Curr Biol. Author manuscript; available in PMC 2011 March 9.
Published in final edited form as:
PMCID: PMC2846708
NIHMSID: NIHMS171324

MAPK substrate competition integrates patterning signals in the Drosophila embryo

Abstract

Terminal regions of the Drosophila embryo are patterned by the localized activation of the Mitogen Activated Protein Kinase (MAPK) pathway [1]. This depends on the MAPK-mediated downregulation of Capicua (Cic), a repressor of the terminal gap genes [2, 3]. We established that downregulation of Cic is antagonized by the anterior patterning morphogen Bicoid (Bcd). We demonstrate that this effect does not depend on transcriptional activity of Bcd and provide evidence suggesting that Bcd, a direct substrate of MAPK, decreases the availability of MAPK for its other substrates, such as Cic. Based on the quantitative analysis of MAPK signaling in multiple mutants, we propose that MAPK substrate competition coordinates the actions of the anterior and terminal patterning systems. In addition, we identify Hunchback (Hb) as a novel target of MAPK phosphorylation that can account for the previously described genetic interaction between the posterior and terminal systems [4]. Thus, a common enzyme-substrate competition mechanism can integrate the actions of the anterior, posterior, and terminal patterning signals. Substrate competition can be a general signal integration strategy in networks where enzymes, such as MAPK, interact with their multiple regulators and targets [5-10].

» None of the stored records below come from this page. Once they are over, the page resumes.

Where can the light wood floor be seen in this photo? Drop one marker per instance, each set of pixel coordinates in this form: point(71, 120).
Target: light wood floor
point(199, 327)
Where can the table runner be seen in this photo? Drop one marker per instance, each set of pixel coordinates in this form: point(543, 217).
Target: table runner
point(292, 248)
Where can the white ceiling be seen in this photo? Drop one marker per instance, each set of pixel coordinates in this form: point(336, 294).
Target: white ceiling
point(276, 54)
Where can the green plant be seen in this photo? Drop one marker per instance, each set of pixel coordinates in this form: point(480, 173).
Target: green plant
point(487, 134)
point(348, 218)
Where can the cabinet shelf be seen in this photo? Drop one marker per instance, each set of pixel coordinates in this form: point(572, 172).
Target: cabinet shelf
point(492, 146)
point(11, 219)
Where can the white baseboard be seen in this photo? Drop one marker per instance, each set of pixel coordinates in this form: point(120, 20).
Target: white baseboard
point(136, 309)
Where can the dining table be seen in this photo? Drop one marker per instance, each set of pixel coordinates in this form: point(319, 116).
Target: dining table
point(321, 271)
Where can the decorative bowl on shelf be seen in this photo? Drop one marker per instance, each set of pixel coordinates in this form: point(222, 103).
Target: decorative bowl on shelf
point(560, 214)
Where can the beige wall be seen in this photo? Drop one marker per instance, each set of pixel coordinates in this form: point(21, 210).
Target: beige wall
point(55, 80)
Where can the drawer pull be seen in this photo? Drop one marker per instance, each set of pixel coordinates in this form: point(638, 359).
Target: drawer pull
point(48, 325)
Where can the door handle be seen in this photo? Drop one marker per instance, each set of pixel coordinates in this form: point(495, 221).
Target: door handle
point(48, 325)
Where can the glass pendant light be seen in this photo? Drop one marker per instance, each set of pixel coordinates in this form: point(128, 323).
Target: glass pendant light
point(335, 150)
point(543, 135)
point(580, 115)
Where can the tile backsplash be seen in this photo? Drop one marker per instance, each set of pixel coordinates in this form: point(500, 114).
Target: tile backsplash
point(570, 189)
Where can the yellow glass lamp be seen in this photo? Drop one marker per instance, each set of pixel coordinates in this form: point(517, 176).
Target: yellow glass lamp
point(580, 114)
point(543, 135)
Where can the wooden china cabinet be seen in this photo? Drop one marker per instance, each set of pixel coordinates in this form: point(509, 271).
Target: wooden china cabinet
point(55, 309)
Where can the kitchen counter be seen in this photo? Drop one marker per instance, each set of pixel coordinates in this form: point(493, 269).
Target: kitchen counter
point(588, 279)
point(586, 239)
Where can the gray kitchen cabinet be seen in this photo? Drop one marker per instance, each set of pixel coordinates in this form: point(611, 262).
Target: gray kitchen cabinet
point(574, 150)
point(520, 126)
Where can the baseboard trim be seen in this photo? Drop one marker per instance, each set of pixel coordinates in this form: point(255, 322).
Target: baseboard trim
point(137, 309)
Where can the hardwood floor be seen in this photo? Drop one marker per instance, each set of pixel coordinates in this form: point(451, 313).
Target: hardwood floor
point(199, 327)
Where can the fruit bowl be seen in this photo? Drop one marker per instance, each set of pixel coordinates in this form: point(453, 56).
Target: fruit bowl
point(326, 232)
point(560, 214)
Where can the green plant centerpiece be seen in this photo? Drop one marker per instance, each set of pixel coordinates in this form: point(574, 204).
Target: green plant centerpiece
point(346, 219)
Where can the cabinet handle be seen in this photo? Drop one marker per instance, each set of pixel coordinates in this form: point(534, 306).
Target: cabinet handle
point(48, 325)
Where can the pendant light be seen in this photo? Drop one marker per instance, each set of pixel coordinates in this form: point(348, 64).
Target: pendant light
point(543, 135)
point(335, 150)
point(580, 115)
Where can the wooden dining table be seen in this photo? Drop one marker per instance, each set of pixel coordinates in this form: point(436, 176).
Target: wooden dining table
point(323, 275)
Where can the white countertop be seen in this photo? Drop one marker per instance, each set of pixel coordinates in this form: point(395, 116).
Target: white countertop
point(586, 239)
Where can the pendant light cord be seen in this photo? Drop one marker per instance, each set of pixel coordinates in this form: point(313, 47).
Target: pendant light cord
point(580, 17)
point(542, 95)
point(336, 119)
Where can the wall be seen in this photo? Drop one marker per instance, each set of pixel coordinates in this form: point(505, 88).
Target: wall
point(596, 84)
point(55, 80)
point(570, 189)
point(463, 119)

Anteroposterior (AP) patterning of the Drosophila embryo depends on three inductive signals [11]: The head and thorax are specified by the anterior gradient of Bicoid (Bcd), a homeobox transcription factor; abdomen formation is directed by the reciprocal gradient of Nanos (Nos), a translational repressor; and the non-segmented termini are patterned by the localized activation of the Extracellular Signal Regulated/Mitogen Activated Protein Kinase (ERK/MAPK) pathway [6, 12]. MAPK signaling is induced by a uniformly expressed receptor tyrosine kinase Torso (Tor), which is activated by its ligand produced at the poles of the embryo [1].

Activated Tor promotes the expression of tailless (tll) and huckebein (hkb), zygotic gap genes required for the development of the terminal structures. This depends on MAPK-mediated phosphorylation of the transcriptional repressors Capicua (Cic) and Groucho (Gro), both of which are initially distributed uniformly throughout the embryo [1-3, 13]. Phosphorylation of Cic and Gro relieves their repression of tll and hkb and enables expression of these genes at both poles of the embryo. At the anterior pole, MAPK also phosphorylates Bcd [14, 15]. Thus, MAPK is activated in a localized pattern and phosphorylates substrates that can be either uniformly (Cic and Gro) or non-uniformly (Bcd) distributed along the AP axis of the embryo (Fig. 1A-C).

Figure 1
Spatial asymmetries of MAPK phosphorylation

The spatial pattern of MAPK activation can be visualized using an antibody that recognizes the double phosphorylated form of ERK (dpERK) [16, 17]. We found that this pattern is strongly asymmetric: the anterior levels of dpERK are significantly higher than the posterior levels (Fig. 1; see also Supplemental Figure 1). Since the early Drosophila embryo is highly polarized, multiple factors can potentially contribute to the observed asymmetry. These include the differences in the anterior and posterior levels of the extracellular ligand that activates Tor [18] and/or in the intracellular localization of maternal determinants.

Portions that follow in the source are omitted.